August 26, 2025

BLOG: From Hype to Impact – What Will It Take for AI to Truly Transform Global Health?

By Anna Frellsen, CEO, and Mohit Mathur, CTO at Maternity Foundation. 

AI is everywhere in global health today — headlining conferences, dominating strategy decks, and driving funding pitches. And rightly so. The potential is enormous: AI can help break down barriers in hard-to-reach areas, personalise diagnostics, transform care delivery, and revolutionise training of healthcare professionals. 

Yet in low-resource settings — where the need is greatest — scalable, effective AI solutions remain elusive. While AI technology is advancing rapidly, its potential to create ethical, equitable, and meaningful impact in these contexts continues to lag behind.  

What’s Needed for AI to Deliver Real Impact 

To ensure AI meaningfully improves health outcomes in low-resource settings, we believe several key actions are needed: 

  • Design for offline use: Connectivity is not a given. AI solutions must work in environments with limited or no internet access. 
  • Develop human-centered tools that support — rather than replace — healthcare professionals.  
  • Make it accessible: Interfaces must be intuitive, culturally appropriate, and adapted to local languages and needs.  
  • Develop policy frameworks for the safe and effective integration of AI into health systems. 
  • Ensure ethical data management: Prioritise ethical data collection, use, and sharing. 

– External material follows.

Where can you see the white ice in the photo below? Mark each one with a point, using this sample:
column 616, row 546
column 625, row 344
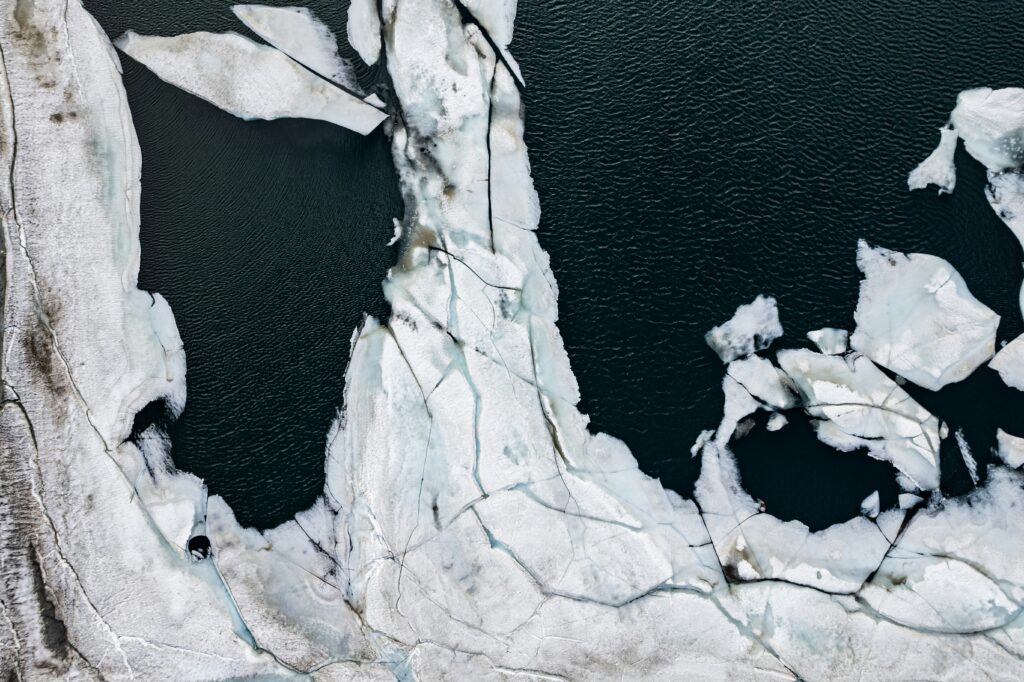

These insights are grounded in Maternity Foundation’s experience scaling the Safe Delivery App across Sub-Saharan Africa, the Middle East and Northern Africa, Latin America and the Caribbean, as well as Asia and the Pacific. The app supports midwives and other healthcare professionals in providing quality maternal and newborn care in low-resource settings.  

The key to its success? Local ownership, contextual adaptation and system integration. The app is now available in over 35 languages, tailored to national needs and different contexts, and is embedded in education and training programmes through partnerships with governments, UN agencies, and other organisations.   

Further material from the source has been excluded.